Seventh Circuit Cleans Up the “Other Bad Acts” Mess (a Little)

Posted on Categories Criminal Law & Process, Evidence, Federal Criminal Law & Process, Seventh Circuit

I’ve blogged on a number of occasions about the messy state of the law relating to the admissibility of “other bad acts” evidence (e.g., here and here).  Federal Rule of Evidence 404(b) indicates that other bad acts may not be used against a criminal defendant to show bad character or a propensity to commit crime.  However, the Rule includes a number of exceptions, and courts have not only tended to interpret those exceptions expansively, but have also recognized an additional exception for evidence that is “inextricably intertwined” with proof of a charged offense.

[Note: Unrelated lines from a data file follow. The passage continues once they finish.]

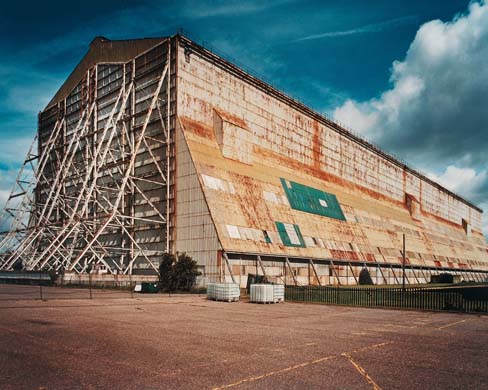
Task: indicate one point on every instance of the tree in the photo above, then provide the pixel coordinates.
(185, 272)
(166, 272)
(177, 273)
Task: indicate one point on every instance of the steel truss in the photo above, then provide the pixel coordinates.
(98, 192)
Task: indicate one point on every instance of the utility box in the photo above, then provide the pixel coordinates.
(227, 292)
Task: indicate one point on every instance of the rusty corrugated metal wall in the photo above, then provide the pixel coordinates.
(245, 140)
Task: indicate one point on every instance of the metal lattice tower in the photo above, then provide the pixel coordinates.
(98, 189)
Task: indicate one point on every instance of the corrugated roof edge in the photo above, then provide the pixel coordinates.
(239, 72)
(94, 55)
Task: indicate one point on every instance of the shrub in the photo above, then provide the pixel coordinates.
(177, 273)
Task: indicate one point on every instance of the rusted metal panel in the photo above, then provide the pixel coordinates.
(272, 140)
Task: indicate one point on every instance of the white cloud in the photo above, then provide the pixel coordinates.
(434, 111)
(370, 28)
(463, 180)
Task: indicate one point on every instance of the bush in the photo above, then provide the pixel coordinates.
(177, 273)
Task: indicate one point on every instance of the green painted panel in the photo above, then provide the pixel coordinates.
(290, 234)
(312, 200)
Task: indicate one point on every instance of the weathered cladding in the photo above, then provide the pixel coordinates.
(204, 88)
(195, 230)
(283, 130)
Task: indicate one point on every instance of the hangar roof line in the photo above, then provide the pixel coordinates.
(102, 50)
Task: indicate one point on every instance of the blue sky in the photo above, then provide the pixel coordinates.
(388, 69)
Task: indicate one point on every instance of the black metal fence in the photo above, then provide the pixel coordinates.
(473, 299)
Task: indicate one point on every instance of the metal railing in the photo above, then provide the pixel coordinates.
(472, 299)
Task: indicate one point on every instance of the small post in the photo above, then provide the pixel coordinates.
(403, 264)
(89, 280)
(40, 284)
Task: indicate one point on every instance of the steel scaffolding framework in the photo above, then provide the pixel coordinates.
(98, 192)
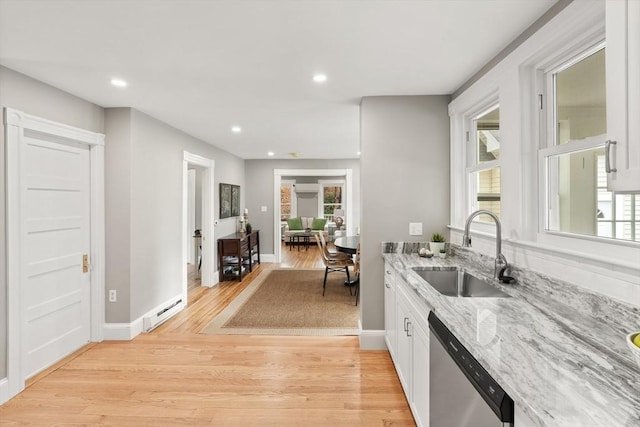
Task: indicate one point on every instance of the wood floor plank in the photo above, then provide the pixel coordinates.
(176, 376)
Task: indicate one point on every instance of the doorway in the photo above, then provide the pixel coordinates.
(278, 175)
(197, 214)
(55, 243)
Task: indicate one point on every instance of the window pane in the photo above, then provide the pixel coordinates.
(285, 194)
(623, 230)
(580, 103)
(488, 136)
(578, 204)
(624, 207)
(488, 192)
(574, 198)
(332, 194)
(605, 229)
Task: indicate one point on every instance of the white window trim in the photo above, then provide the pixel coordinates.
(469, 161)
(515, 79)
(330, 183)
(294, 200)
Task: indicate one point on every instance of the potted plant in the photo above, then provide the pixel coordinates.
(437, 243)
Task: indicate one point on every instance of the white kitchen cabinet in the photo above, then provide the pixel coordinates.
(420, 374)
(623, 95)
(390, 309)
(412, 351)
(403, 342)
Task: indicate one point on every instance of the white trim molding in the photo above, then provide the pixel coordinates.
(209, 277)
(17, 123)
(372, 339)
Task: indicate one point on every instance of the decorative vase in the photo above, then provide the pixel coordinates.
(436, 246)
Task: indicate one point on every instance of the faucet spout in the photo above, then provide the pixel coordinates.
(501, 262)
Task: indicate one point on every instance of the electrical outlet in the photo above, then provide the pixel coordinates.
(415, 229)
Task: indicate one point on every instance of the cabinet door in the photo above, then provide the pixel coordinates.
(521, 419)
(623, 94)
(403, 342)
(390, 310)
(420, 377)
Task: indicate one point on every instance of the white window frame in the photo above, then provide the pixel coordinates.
(471, 166)
(322, 183)
(548, 147)
(294, 200)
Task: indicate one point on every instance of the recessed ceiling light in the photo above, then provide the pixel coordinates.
(320, 78)
(118, 83)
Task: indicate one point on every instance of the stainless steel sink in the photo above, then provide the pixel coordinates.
(458, 283)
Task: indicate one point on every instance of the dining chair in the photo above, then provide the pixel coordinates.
(332, 253)
(333, 264)
(356, 272)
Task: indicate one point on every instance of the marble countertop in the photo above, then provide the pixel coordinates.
(558, 352)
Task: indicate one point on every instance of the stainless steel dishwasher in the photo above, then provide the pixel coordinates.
(461, 392)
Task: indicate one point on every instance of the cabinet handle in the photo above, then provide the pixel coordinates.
(607, 156)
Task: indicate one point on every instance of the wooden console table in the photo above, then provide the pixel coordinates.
(237, 254)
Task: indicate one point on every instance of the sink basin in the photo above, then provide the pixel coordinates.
(459, 283)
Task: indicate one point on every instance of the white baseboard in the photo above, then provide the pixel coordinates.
(216, 279)
(122, 331)
(4, 390)
(267, 258)
(128, 331)
(371, 339)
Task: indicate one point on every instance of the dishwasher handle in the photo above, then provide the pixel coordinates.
(498, 400)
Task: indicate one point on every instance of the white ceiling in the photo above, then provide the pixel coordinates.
(204, 66)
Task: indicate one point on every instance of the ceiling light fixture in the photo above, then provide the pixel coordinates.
(118, 83)
(320, 78)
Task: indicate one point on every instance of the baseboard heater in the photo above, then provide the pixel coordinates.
(155, 320)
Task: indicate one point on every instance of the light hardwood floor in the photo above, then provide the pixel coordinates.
(176, 376)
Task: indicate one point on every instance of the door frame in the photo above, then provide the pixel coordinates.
(208, 278)
(16, 123)
(277, 181)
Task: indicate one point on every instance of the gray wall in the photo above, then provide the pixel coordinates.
(153, 153)
(33, 97)
(405, 178)
(259, 178)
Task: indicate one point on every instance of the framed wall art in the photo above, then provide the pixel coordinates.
(229, 200)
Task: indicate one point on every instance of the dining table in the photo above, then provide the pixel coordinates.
(347, 244)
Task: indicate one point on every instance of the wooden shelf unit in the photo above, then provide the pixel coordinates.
(237, 254)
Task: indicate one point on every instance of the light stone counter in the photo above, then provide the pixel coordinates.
(558, 350)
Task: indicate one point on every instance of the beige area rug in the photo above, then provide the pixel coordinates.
(290, 302)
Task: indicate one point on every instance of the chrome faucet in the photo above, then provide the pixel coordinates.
(501, 262)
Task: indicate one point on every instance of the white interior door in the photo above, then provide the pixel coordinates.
(55, 291)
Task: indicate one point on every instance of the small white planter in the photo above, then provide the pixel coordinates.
(436, 246)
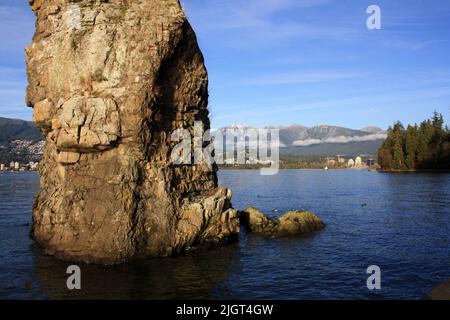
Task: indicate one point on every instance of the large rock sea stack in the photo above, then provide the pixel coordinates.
(109, 81)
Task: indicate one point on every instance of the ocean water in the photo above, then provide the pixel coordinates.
(400, 222)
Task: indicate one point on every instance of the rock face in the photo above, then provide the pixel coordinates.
(291, 223)
(109, 81)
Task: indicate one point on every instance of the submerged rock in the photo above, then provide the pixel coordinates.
(291, 223)
(109, 81)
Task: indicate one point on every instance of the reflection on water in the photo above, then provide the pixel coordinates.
(184, 277)
(400, 222)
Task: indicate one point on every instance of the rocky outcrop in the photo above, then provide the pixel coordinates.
(291, 223)
(109, 81)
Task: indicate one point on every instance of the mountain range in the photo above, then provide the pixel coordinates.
(322, 140)
(21, 139)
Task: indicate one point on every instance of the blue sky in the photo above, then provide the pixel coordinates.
(279, 62)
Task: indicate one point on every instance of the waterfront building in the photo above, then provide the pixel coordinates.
(351, 163)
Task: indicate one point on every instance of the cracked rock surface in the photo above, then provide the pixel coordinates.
(109, 81)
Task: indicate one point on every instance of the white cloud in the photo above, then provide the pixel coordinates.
(340, 139)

Given the expansively interpreted exceptions set forth in Rule 404(b) itself, the inextricable intertwinement exception seemed to me an unnecessary and confusing addition to the law.  The Seventh Circuit has now indicated its agreement with that view.  

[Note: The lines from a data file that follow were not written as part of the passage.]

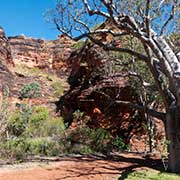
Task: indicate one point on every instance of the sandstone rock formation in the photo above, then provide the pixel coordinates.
(41, 53)
(95, 94)
(5, 61)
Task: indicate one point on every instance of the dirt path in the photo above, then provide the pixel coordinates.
(81, 168)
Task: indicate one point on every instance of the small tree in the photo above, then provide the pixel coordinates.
(147, 21)
(31, 90)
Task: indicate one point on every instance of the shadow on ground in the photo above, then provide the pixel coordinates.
(90, 166)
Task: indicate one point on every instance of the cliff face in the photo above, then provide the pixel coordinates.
(5, 50)
(5, 61)
(41, 53)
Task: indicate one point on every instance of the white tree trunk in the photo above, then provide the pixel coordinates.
(173, 137)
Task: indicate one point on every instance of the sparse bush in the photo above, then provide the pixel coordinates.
(119, 144)
(31, 90)
(57, 88)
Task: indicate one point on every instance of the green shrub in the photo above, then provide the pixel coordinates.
(57, 88)
(53, 126)
(118, 143)
(16, 148)
(31, 90)
(17, 124)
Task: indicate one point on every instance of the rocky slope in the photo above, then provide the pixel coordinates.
(41, 53)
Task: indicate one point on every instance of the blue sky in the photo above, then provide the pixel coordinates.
(26, 17)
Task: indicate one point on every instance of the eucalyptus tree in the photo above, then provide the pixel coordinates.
(149, 22)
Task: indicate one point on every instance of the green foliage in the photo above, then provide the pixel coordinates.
(78, 45)
(57, 88)
(31, 90)
(119, 144)
(31, 131)
(152, 175)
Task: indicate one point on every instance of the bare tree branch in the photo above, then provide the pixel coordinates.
(159, 115)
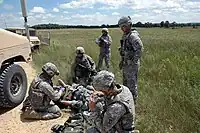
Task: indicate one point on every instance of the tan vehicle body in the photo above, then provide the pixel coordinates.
(14, 46)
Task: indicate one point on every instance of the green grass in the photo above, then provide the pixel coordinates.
(169, 79)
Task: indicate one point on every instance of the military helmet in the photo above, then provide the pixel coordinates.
(50, 69)
(80, 50)
(105, 29)
(103, 80)
(124, 21)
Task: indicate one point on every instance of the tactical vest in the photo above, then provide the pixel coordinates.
(38, 99)
(129, 50)
(125, 98)
(104, 47)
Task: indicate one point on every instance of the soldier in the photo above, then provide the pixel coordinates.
(117, 113)
(104, 42)
(83, 67)
(39, 105)
(130, 51)
(76, 97)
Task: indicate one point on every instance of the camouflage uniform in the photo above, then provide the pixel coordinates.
(39, 105)
(77, 97)
(131, 50)
(116, 114)
(82, 68)
(104, 42)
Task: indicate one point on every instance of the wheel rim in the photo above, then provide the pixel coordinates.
(16, 85)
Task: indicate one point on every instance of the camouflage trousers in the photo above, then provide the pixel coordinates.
(130, 78)
(106, 57)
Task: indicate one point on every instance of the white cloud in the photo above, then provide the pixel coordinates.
(65, 12)
(115, 13)
(8, 7)
(55, 9)
(139, 10)
(38, 10)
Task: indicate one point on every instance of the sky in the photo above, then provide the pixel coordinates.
(98, 12)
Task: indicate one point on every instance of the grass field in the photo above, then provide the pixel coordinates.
(169, 79)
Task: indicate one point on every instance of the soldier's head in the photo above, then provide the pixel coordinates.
(104, 31)
(80, 51)
(50, 69)
(125, 24)
(104, 81)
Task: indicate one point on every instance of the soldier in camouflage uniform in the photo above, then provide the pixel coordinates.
(39, 105)
(104, 42)
(83, 67)
(76, 97)
(130, 51)
(117, 112)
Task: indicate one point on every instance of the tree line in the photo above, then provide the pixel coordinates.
(162, 24)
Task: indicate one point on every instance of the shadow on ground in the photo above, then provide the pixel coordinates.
(4, 110)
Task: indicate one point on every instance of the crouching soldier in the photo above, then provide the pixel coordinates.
(76, 97)
(38, 104)
(117, 113)
(83, 67)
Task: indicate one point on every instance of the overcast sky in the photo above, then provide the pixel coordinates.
(98, 12)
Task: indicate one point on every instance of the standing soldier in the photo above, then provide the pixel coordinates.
(130, 51)
(104, 42)
(82, 68)
(39, 105)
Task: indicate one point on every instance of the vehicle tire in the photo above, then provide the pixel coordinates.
(13, 86)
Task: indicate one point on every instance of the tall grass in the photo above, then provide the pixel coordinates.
(169, 79)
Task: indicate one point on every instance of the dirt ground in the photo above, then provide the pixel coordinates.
(11, 122)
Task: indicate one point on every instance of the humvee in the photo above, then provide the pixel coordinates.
(13, 81)
(35, 41)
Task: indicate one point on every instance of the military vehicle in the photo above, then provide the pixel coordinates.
(13, 80)
(35, 41)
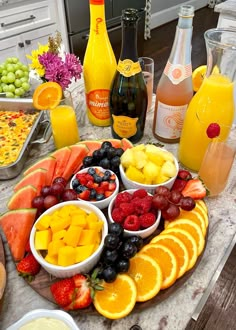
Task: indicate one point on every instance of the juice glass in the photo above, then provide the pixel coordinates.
(64, 124)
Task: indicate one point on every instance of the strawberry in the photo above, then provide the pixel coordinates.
(64, 291)
(195, 189)
(28, 267)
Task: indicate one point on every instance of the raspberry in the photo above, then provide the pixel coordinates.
(213, 130)
(132, 223)
(141, 193)
(127, 208)
(118, 215)
(123, 197)
(147, 220)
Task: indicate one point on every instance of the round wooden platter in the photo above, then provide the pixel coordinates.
(42, 282)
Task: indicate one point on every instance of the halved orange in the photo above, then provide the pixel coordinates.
(188, 241)
(117, 299)
(193, 229)
(147, 275)
(47, 96)
(177, 247)
(167, 261)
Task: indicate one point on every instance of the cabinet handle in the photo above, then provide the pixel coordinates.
(20, 21)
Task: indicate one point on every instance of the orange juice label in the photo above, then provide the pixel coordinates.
(98, 103)
(177, 72)
(124, 126)
(170, 120)
(128, 68)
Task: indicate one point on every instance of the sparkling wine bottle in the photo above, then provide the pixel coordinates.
(128, 97)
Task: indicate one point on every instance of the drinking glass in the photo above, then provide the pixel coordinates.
(64, 124)
(147, 65)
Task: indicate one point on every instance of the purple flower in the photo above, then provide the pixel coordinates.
(73, 65)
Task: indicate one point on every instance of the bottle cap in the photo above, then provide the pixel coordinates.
(186, 11)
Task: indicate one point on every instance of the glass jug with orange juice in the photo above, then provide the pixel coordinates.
(214, 101)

In United States v. Gorman (No. 09-3010) (Kanne, J.), the court held:

[T]he inextricable intertwinement doctrine has . . . become overused, vague, and quite unhelpful.  To ensure that there are no more doubts about the court’s position on this issue — the inextricable intertwinement doctrine has outlived its usefulness.  Henceforth, resort to inextricable intertwinement is unavailable when determining a theory of admissibility. (15-16)

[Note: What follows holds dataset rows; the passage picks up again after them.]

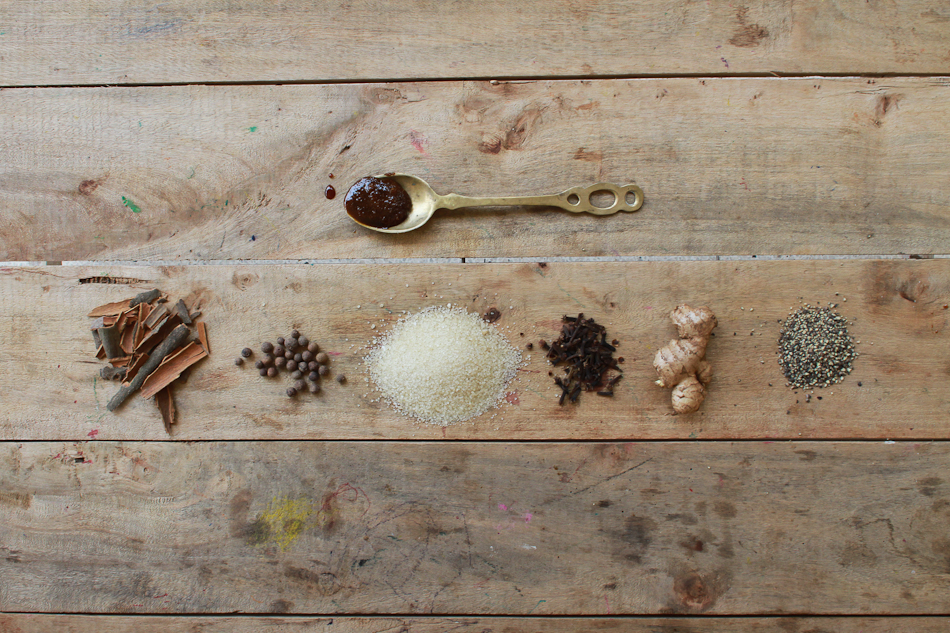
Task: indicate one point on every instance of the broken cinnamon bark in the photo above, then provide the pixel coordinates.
(174, 340)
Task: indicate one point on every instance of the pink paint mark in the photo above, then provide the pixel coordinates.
(419, 141)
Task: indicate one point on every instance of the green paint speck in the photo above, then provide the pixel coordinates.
(135, 208)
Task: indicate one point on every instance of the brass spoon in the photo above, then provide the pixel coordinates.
(425, 201)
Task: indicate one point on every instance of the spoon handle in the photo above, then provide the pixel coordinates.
(626, 198)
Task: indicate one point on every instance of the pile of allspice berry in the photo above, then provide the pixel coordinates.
(297, 355)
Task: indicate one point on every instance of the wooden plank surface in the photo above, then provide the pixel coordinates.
(44, 42)
(899, 386)
(41, 623)
(724, 528)
(731, 166)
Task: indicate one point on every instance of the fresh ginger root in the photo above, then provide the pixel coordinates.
(681, 364)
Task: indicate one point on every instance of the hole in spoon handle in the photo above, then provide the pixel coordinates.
(603, 198)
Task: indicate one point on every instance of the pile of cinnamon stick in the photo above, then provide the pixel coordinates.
(148, 343)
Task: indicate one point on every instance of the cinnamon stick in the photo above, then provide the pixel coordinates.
(175, 339)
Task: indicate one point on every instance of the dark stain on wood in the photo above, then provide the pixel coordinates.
(928, 486)
(635, 539)
(591, 157)
(747, 35)
(724, 509)
(325, 583)
(281, 606)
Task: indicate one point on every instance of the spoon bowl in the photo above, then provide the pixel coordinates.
(425, 201)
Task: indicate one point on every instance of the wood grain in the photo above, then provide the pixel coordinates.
(899, 388)
(41, 623)
(730, 166)
(445, 528)
(43, 42)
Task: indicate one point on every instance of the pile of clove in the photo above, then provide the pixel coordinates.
(583, 347)
(148, 343)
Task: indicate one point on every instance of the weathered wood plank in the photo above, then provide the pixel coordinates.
(899, 387)
(737, 166)
(43, 42)
(443, 528)
(42, 623)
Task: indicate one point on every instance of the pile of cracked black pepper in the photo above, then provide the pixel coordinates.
(296, 354)
(583, 347)
(815, 349)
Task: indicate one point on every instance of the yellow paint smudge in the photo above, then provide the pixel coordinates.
(286, 519)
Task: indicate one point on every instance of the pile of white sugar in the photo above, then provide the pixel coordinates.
(443, 365)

The Gorman case itself illustrates why the inextricable intertwinement doctrine is unnecessary and confusing.  The government charged Gorman with perjury based on a statement he made to a grand jury in which he denied that he “had” a particular car in his garage.  At trial, the government introduced evidence that Gorman stole the car from the garage.  Gorman objected that this was evidence of another bad act (a theft) that could not properly be used against him in a trial on perjury charges.  The trial court admitted the evidence under the inextricable intertwinement rule, but, as the Seventh Circuit pointed out, the theft was really simply direct evidence that Gorman’s grand jury testimony was false — it tended to show that Gorman “had” the car that he denied having.  There was no need to figure out whether the theft evidence somehow “completed the story” (which would go to establish inextricable intertwinement).

So long, inextricable intertwinement — the alliteration makes it fun to say, but otherwise I don’t think we will miss this particular doctrine.